INVENTÁRIO DOS BENS ESSENCIAIS –

Vivo o desconforto e a nostalgia de mim mesmo ao me deparar com o sonho dos meus vinte anos que a idade madura não confirmou. Sinto-me disperso, irrealizado, quando retorno às minhas origens telúricas. A meta de trazer o passado ao presente, reconstruí-lo pela palavra e pensamento a fim de reconquistar a minha auto-estima, parece-me uma tarefa hercúlea porque constato que o personagem não sou eu mas, sobretudo, o tempo. Deduzo que, precisaria recriar os fatos e renascer as pessoas. Verifico que sou o resultado de todas as convivências e acontecimentos afins do passado. Por isso, o vácuo e a irritação me arrastam ao entendimento inconcluso de que tudo foi ilusão e fantasia, ou infecção sentimental.

Mas, o patrimônio existencial da terceira idade, onde a memória olfativa, a auditiva e, principalmente, a visual, procuram restituir-me o universo perdido das fases inaugurais da vida. Aquela lua cheia, por exemplo, vista do cais do rio Jundiaí em Macaíba, como se estivesse pendurada por fios invisíveis, atrás dos coqueiros e eucaliptos, infundia-me na adolescência, negro mistério do tempo da colonização dos escravos, índios e colonos, de escuridão e medo, como se as fases da lua chegassem naquele tempo por édito imperial. Como me perco na contemplação do Solar do Ferreiro Torto e os seus sortilégios de poder, carne, cobiça e paixão. E a descortinação surpreendente do Solar dos Guarapes. Quantas perguntas insaciadas não existem sobre o que ocorreu ali? Os seus fantasmas que subiam e desciam a colina sob a batuta do senhor de engenho numa cosmovisão ora polêmica, ora lírica, dentro do abismo da memória?  “Tu não mudas o mundo. Mas o mundo te muda”. Talvez essa frase de Otto Lara Rezende explique e me convença que o futuro nada tenha a ver comigo, porque o passado está mais presente em mim do que o próprio presente.

Em cada rua onde passo em minha terra natal, revisito os mortos na lembrança tentando reconstituir os fatos com os quais dividi o tempo. Adquiri o hábito de rezar por quase todos eles, todas as noites. Faço-os prolongar no meu convívio pela relembrança. Para mim o chão dos antepassados é sagrado, mesmo que estejam sepultados nele resquícios enferrujados e rangentes de um perdido fausto. Macaíba, mesmo debilitada pela decadência física, da feição das fisionomias de ontem e das coisas, o que mais me dói nela é o sumiço das boas mentalidades e dos antigos costumes, como se fosse hoje um porão cheio de escuro oblívio, melancolia e solidão. Nostalgias, nada mais. Apenas, inventário dos bens essenciais.

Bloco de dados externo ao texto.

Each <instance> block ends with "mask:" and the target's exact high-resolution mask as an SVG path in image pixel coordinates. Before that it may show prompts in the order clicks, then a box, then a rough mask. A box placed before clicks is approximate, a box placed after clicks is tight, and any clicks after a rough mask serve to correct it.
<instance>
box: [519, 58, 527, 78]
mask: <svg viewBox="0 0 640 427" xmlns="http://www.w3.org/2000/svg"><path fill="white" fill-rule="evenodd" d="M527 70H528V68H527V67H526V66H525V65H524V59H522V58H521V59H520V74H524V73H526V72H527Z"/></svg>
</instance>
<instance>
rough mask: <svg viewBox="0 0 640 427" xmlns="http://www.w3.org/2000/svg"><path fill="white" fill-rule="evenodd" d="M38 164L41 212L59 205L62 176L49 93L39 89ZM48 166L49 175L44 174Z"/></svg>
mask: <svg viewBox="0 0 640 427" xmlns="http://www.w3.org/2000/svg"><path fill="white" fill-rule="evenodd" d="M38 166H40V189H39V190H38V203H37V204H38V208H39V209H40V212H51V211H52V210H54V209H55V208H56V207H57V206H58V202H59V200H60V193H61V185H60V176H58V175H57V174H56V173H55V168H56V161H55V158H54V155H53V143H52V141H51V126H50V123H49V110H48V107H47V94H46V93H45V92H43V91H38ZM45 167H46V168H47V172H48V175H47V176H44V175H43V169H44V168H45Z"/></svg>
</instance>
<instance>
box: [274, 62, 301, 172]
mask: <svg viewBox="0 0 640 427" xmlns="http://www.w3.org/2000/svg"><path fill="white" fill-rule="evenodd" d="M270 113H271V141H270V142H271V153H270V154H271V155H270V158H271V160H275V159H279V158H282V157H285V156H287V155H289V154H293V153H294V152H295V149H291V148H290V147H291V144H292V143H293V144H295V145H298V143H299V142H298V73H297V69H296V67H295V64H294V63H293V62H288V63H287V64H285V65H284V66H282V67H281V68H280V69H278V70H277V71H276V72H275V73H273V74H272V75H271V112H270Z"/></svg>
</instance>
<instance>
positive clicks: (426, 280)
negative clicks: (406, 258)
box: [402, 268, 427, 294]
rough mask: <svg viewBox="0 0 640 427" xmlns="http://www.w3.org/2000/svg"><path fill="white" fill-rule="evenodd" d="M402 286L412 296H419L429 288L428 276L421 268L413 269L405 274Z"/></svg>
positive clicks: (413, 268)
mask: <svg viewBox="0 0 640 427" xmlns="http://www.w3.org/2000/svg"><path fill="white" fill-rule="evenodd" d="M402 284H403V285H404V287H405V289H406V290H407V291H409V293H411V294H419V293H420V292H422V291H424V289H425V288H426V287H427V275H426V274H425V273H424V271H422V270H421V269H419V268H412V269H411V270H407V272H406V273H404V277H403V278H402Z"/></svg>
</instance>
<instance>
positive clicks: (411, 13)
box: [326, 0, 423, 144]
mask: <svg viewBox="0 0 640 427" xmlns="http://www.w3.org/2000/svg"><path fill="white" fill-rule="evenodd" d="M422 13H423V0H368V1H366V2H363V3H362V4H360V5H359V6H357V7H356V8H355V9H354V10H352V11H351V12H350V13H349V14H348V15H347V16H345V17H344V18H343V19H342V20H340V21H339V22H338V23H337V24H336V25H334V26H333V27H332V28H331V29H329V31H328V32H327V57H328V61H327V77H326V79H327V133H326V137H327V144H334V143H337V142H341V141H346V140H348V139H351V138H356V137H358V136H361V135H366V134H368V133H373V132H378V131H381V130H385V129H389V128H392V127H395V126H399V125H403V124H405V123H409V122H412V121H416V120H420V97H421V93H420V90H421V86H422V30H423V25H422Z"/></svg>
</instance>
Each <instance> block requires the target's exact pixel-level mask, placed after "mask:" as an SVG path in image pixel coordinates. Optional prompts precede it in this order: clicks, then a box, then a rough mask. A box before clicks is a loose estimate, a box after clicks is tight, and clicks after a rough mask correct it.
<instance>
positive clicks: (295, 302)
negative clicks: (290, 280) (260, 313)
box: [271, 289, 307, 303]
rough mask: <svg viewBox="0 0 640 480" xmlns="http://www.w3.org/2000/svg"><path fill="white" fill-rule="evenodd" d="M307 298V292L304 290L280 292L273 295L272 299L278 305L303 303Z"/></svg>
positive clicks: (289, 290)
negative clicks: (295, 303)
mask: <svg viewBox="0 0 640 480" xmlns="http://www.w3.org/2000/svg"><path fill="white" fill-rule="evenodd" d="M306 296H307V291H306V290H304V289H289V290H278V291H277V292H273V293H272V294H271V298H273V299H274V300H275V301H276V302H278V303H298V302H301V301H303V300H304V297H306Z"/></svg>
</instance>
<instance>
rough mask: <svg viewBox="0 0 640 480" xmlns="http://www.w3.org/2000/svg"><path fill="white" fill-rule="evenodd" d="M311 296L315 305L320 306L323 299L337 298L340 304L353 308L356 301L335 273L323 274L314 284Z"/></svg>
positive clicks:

Por fim, digo como um poeta “que revolvendo o passado, é que se encontra a palavra que envolve a unidade do gênero humano”. Nesses tempos agitados, de assaltos, homicídios, que ultrapassam estatísticas criminais, só nos resta assumir o compromisso com o imponderável e repetir sempre que só o “amor pode ler o que está escrito nas mais remotas estrelas”, no dizer de Wilde, que era místico na arte, na vida e na natureza. Tudo está suspenso no ar. Fora da vida pública procuro ser feliz e calmo para ser livre e isento, sem aspirações maiores, além do sonho vivido.

Interessa-me ser simples, sombra e luz, palmilhando ainda na casa dos oitenta, afanosos instantes de profundidade vital.